Global Technology Forum
MySpace: Responding to rivals moving into his space
29 Jun 2007

By Richard Waters in San Francisco

FROM THE FINANCIAL TIMES

Chris DeWolfe seems uncharacteristically defensive. A co-founder of MySpace, he runs a business that came from nowhere over the past two years to become one of the internet’s most popular services.

Yet, on a trip to Silicon Valley this week, it was the local infatuation with upstarts like Facebook and YouTube that seemed uppermost on the Los Angeles-based executive’s mind.

Facebook has emerged on both sides of the Atlantic as the new “flavour of the month” in social networking.

Once a site for college students, the site has opened its doors to other users and allowed other internet companies to build their services onto of its platform, triggering a wave of interest.

“They were smart, those were two of the variables that helped a lot of our growth,” says Mr DeWolfe – although he strongly denies that this has had any impact on MySpace’s own trajectory.

“The idea that users are leaving MySpace for Facebook is not true and not borne out by the numbers,” he says.

While it has been growing much faster, Facebook’s audience in the US is little more than a third the size of MySpace’s, according to ComScore, internet analyst.

Yet Facebook’s rise shows that MySpace is fast losing its uniqueness as the only site to attract a mass audience looking to socialise online. Many users are becoming members of multiple networks, creating a new level of competition for attention.

“There is an overlap between the networks – you do different things on different networks,” says Joanna Shields, head of international operations at Bebo.

Even Rupert Murdoch appeared to endorse this new dynamic, pointing out the new popularity of Facebook in an interview with the Wall Street Journal recently.

Mr DeWolfe, who says he talked to Mr Murdoch about the comment, brushes off his boss’s remarks.

Another Silicon Valley upstart is also looming large on Mr DeWolfe’s radar screen.

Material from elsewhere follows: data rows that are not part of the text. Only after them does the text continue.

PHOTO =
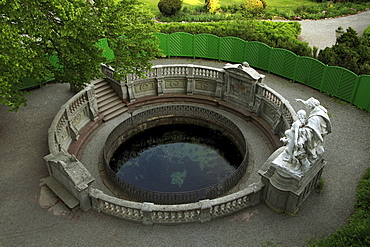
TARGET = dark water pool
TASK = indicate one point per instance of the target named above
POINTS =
(176, 158)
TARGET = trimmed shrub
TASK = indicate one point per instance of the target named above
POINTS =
(275, 34)
(169, 7)
(366, 33)
(211, 5)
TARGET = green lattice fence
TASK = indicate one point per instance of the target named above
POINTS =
(309, 71)
(232, 49)
(332, 80)
(181, 45)
(339, 82)
(257, 54)
(204, 46)
(361, 97)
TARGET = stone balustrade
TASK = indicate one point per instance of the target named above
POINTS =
(202, 211)
(236, 87)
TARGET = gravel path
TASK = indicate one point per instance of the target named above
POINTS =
(23, 144)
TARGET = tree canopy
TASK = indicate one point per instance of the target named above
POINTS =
(350, 51)
(33, 30)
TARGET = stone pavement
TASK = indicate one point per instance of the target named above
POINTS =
(29, 217)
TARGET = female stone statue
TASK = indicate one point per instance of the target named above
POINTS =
(305, 139)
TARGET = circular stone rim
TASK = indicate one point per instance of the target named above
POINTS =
(174, 113)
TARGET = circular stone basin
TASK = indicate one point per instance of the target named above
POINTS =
(175, 154)
(176, 158)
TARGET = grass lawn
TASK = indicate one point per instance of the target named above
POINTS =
(271, 4)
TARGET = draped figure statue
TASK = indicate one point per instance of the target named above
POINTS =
(305, 139)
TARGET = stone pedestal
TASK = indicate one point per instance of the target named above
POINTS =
(285, 189)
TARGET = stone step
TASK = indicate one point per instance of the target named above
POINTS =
(114, 114)
(102, 88)
(110, 103)
(96, 82)
(62, 193)
(108, 95)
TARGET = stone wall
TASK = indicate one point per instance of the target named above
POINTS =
(237, 88)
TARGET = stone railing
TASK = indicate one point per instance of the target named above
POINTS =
(202, 211)
(72, 117)
(237, 85)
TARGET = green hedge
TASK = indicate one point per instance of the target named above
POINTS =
(366, 33)
(275, 34)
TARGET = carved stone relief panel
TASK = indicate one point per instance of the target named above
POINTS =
(205, 86)
(175, 83)
(268, 112)
(239, 88)
(144, 87)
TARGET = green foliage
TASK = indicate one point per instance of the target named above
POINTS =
(366, 33)
(351, 52)
(32, 29)
(211, 5)
(320, 185)
(169, 7)
(357, 232)
(275, 34)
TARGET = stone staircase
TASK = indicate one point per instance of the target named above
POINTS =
(109, 104)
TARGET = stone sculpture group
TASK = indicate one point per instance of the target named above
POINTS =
(304, 141)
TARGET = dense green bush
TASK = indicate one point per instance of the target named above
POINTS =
(169, 7)
(350, 51)
(275, 34)
(211, 5)
(366, 33)
(357, 232)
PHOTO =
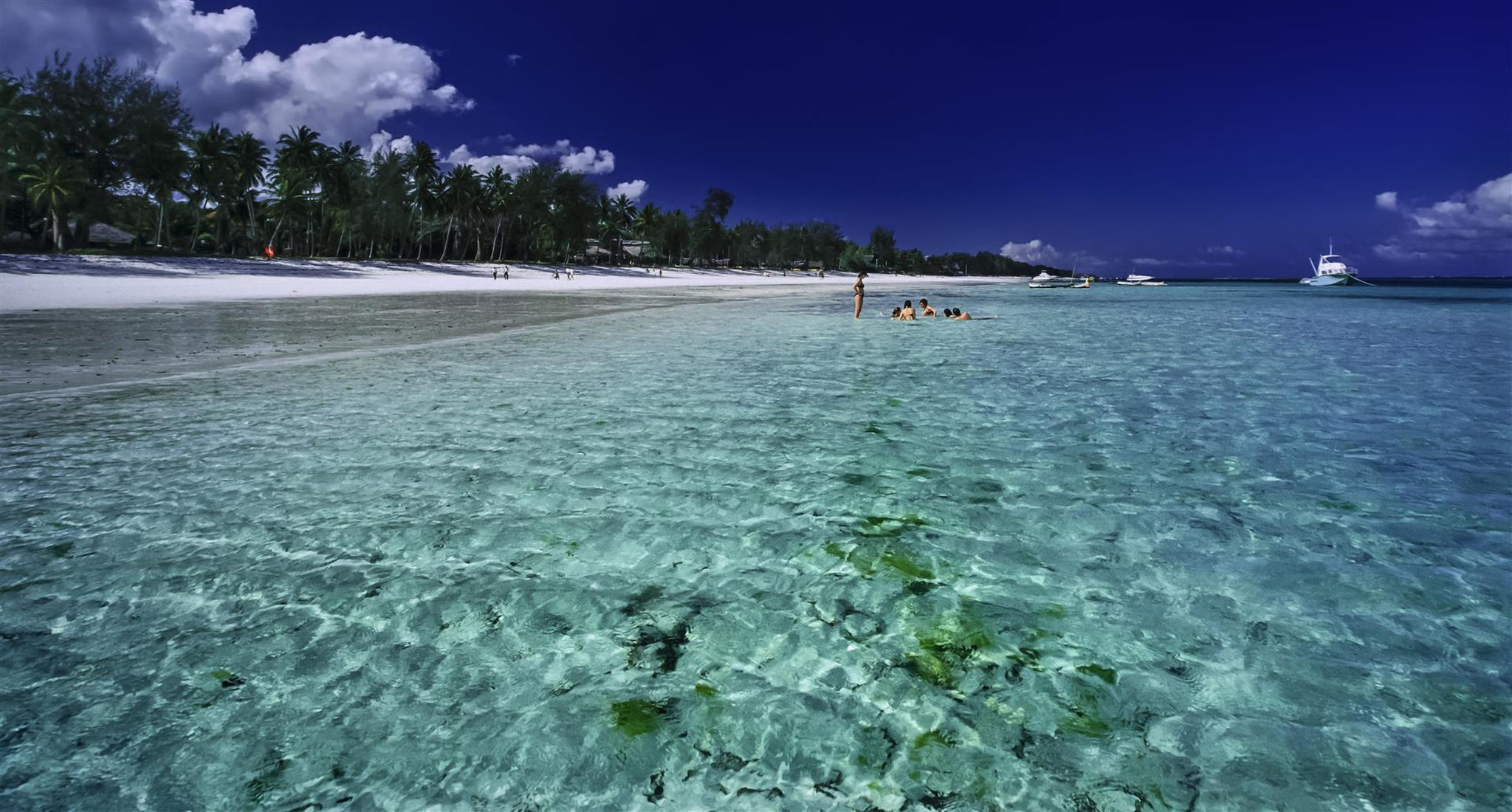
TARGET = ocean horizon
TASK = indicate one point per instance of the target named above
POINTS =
(1203, 546)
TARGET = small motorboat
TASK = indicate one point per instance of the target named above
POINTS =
(1331, 269)
(1142, 280)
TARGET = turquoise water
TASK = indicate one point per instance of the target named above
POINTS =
(1186, 548)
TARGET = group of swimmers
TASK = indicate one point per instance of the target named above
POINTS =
(907, 314)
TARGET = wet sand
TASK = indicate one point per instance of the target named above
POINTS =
(59, 351)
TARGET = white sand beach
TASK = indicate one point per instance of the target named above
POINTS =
(46, 282)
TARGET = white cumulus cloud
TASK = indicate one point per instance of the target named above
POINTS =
(542, 151)
(1033, 252)
(342, 88)
(1468, 224)
(588, 162)
(512, 164)
(383, 141)
(631, 188)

He says soon he expects YouTube to add new features in an attempt to turn its service into a fully fledged social networking site. At the same time, he has his eyes firmly on YouTube’s own audience: MySpace upgraded its own video service this week with the launch of MySpaceTV.

This is a YouTube-like service intended to accelerate the site’s transformation into a mainstream entertainment service.

The skirmish between these two giants of so-called user-generated content is set to have a powerful effect on the online media landscape.

Mr DeWolfe questions YouTube’s ability to graft a social network on to its bare-bones video service.

“To change ingrained behaviour is pretty complicated,” he says. “You go on to YouTube to watch video, not socialise.”

The next step for MySpace, which already has a sizeable video audience, will be to add professionally produced content, says Mr DeWolfe.

It is the scale of its audience and the willingness of MySpace’s members to share ideas about their favourite music or video with friends that will draw TV studios and others, he adds.

“Community is a differentiator,” he says.

News Corp’s own assessment of the value of that community has clearly risen sharply of late.

The company recently approached Yahoo about swapping MySpace for 25 per cent of the internet portal, a deal that would have valued the social network at around $12bn, though that approach came to nothing.